After extensive preparations for the invasion of the United Kingdom Germany has suffered her first big reverse with loss of prestige and considerable material damage. She has also wasted vital campaigning months; the Axis made a great mistake in missing the opportunity of capturing Egypt in July when it was practically unprotected. The position in the Middle East is now much better; all classes of Army and Air Force equipment arrived in October and the volume of supply is increasing.
As for the present German position, their Army is reported to be restless and dissatisfied. Crop failure in 1940 and the prospect of a bad crop in 1941 may cause serious disturbances and internal security problems throughout Europe. It is reported that Germany's page 192 present oil supplies will become inadequate by June next. Germany realises that success in any particular theatre will not conquer the British Empire and now sees no quick way of winning. In order to achieve the aim of smashing the British Empire Germany must therefore in the immediate future obtain wheat and oil supplies for a long war.
There appear to be two courses open to Germany: either to break through Turkey and secure Basra and Mosul oil or turn on the Russians and get Ukraine wheat and Baku oil. Opinions favour the former course but at present a forecast is difficult.

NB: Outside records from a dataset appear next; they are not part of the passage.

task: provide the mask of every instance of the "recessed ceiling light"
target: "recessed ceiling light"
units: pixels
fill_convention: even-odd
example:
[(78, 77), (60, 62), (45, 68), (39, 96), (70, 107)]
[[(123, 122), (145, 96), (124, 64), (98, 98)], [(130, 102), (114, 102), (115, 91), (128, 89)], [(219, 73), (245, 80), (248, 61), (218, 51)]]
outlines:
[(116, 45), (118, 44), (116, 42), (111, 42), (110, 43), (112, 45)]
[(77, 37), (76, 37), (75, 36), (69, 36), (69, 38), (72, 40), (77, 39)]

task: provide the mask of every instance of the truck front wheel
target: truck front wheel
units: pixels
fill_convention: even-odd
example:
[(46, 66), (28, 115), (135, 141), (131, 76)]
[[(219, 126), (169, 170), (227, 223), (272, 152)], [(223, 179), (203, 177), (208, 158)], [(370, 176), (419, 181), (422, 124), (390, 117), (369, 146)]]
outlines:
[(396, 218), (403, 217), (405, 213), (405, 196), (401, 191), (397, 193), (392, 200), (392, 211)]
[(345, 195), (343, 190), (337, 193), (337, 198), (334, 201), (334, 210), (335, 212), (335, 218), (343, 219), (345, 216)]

As far as developments in the Balkans situation are concerned, Roumania is now suppressed, Yugoslavia is not able to resist German pressure, and Bulgaria, pro-Axis, has just moved an army to the Turkish frontier. Her gallant resistance, although encouraging, may not prove sufficient to save Greece and we cannot at this stage send troops. If air bases on the eastern coast of Greece are obtained by the Axis it will hinder British ships using the Aegean Sea and the Dardanelles. Russia holds the key to the Balkan situation. An authoritative report asserts a Russo-German agreement to cut up Turkey, Russia to be given control of the Bosporus and the Dardanelles and a free hand in Iran, Germany to take Mosul. Turkey is a loyal ally and will undoubtedly resist if Russia is neutral, but should Russia join Germany, Turkey will capitulate and allow the passage of the German Army. If Turkey resists she will hold Thrace, with the help of bad weather, until the spring. If Turkey gives in and lets the Germans through they can be in Anatolia before the winter. Should Germany attack Russia, and many consider it likely, she may endeavour to isolate Russia by closing the Bosporus and the Dardanelles before the winter.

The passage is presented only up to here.